While in office, Zia had moved the UN on the Farakka issue in the early 1990s and now blames the government of her arch rival, Prime Minister Sheikh Hasina, for remaining “silent” on the new project.

Hasina, during her earlier tenure, had in 1997 signed the Ganga Water Treaty that envisages sharing of river water, with more water flowing into Bangladesh during the summer months.

Bangladesh’s traditional stand is that any construction of a dam by India, the upper riparian state, leads to “desertification” of its land.

However, the Hasina government is trying to retain the initiative.

Foreign Minister Dipu Moni said: “If Tipaimukh dam, or any similar structure, threatens Bangladeshi interests, the matter will be solved by discussion with India.

“The Indian government has assured us that they will in no way act to harm Bangladesh,” she told news agency Saturday.

However, Moni said that the BNP, in power during 2001-06, had failed to take up the matter with India when the Tipaimukh plans were drawn.

BNP denies this and cited its opposition to the Farakka project and the Indo-Bangladesh treaty that it alleges is a “sell-out” by Dhaka.

The movement gained momentum earlier this week after The Daily Star newspaper ran a report on Indian plans that it said were ’secretive’.

“If India keeps giving us Farakkas, we must rethink our friendship with India. We must rethink our foreign policy,” A.J.M. Shafiul Alam Bhuiyan, a Dhaka University teacher wrote in The Daily Star Sunday.

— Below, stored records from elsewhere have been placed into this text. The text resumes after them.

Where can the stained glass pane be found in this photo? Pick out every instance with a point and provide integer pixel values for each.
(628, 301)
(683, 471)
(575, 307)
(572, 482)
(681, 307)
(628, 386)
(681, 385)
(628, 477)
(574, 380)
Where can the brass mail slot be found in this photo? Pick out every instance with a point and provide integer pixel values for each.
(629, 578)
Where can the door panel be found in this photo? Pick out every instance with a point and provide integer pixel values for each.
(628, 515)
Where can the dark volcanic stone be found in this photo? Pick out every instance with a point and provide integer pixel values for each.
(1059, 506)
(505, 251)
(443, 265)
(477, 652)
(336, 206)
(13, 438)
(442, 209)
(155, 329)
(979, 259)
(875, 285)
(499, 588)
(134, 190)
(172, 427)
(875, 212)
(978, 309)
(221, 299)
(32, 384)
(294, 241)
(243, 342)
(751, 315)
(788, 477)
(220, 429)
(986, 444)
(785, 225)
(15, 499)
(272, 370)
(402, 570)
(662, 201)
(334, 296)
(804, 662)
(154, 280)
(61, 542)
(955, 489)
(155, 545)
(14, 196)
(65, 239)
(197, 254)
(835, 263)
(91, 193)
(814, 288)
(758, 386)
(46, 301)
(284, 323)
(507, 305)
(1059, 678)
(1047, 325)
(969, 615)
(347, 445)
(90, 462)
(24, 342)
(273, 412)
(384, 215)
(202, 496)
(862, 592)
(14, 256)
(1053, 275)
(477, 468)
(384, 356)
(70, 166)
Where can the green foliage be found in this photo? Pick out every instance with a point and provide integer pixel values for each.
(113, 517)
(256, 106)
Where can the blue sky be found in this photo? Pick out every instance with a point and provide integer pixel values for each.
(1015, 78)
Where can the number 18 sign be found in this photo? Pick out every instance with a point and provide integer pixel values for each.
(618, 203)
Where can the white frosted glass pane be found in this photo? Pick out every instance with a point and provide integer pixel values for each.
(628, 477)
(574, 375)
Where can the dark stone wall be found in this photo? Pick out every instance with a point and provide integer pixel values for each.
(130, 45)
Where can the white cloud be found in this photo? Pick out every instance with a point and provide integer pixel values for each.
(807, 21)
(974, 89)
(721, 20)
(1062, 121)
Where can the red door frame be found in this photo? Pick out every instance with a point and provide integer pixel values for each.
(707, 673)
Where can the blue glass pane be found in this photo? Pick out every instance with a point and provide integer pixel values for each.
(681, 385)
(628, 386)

Bhuiyan said rather than confront India, Dhaka should resort to “omni-balancing”.

“Omni-balancing could be the best strategy for our foreign policy. Small countries in many parts of the world pursue this strategy for protecting their national interests.

“Omni-balancing suggests that a small country should have equally friendly relationships with all the regional powers so that it could play one power against the other whenever necessary,” Bhuiyan said.